# Capstone Project  - Book 1: Classifying real vs fake sneakers via images

## Problem Statement

The sneaker resale market is an estimated 2 billion USD in secondary market in 2019. Estimated to be USD6 billion by 2025 according to research firm, Cowen & Co. Due to the lucrative nature of these commodities, there is the inevitible rise of counterfeits. The counterfeit sneakers industry are a USD450 million market and we want to be able to differentiate real and fake sneakers. 

Our task is to build a classifier that is able to differentiate between real and fake sneakers. 
Our primary audience will be the sneaker brands. Some of the negative impacts of counterfeit sneakers includes undercutting sales of brands, damaging reputation and dealing with the lashback from consumers.

To do so, we will first be scrapping data from reddit and other sneaker resources and using classification models such as CNN and xxxx to diffentiate between the authentic and the replicas. We will measure our success using several classification metrics including xxxx and yyyy. 

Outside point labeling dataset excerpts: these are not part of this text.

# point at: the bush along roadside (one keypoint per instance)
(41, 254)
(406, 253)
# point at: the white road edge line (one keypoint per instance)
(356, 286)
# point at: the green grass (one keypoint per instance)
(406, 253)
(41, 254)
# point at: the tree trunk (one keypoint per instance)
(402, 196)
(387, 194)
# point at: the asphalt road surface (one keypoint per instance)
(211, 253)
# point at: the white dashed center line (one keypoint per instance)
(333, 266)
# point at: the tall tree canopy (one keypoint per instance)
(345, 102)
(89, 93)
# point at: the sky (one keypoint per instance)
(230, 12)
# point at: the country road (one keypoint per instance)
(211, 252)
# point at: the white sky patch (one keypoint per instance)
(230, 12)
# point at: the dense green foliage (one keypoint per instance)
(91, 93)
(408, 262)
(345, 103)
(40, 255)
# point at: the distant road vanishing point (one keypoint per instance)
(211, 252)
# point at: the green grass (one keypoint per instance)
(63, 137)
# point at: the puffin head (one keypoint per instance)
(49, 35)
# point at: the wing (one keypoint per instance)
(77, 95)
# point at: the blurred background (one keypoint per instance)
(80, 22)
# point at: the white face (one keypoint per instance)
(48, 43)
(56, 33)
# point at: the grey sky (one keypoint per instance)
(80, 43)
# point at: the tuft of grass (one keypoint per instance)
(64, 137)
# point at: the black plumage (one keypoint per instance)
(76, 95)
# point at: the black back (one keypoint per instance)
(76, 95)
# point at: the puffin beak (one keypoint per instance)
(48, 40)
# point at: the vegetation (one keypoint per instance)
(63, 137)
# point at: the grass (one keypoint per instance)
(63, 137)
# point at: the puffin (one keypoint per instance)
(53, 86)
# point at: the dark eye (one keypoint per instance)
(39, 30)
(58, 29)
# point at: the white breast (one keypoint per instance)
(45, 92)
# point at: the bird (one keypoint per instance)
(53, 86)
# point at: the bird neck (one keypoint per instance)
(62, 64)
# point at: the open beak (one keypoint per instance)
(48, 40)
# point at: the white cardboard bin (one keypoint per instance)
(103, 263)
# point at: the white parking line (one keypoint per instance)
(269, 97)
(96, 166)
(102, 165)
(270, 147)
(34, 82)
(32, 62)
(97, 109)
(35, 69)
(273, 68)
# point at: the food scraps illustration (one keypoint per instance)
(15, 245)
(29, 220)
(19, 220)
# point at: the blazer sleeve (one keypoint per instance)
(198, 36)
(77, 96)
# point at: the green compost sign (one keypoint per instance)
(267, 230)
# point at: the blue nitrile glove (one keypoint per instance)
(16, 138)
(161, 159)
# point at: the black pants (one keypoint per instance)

With this, we also hope to help buyers inform themselves and to stay away from counterfeits. Empowering the public with information, they will be able to make the right decision which could help to reduce the lucrative nature of fake sneakers. 


## Executive Summary

As the data science team in Nutrino, we have been tasked to build a classifier to improve core product of the company, which is to provide nutrition related data services and analytics. We are also tasked to identify patterns on 2 currently trending diets, keto and vegan. 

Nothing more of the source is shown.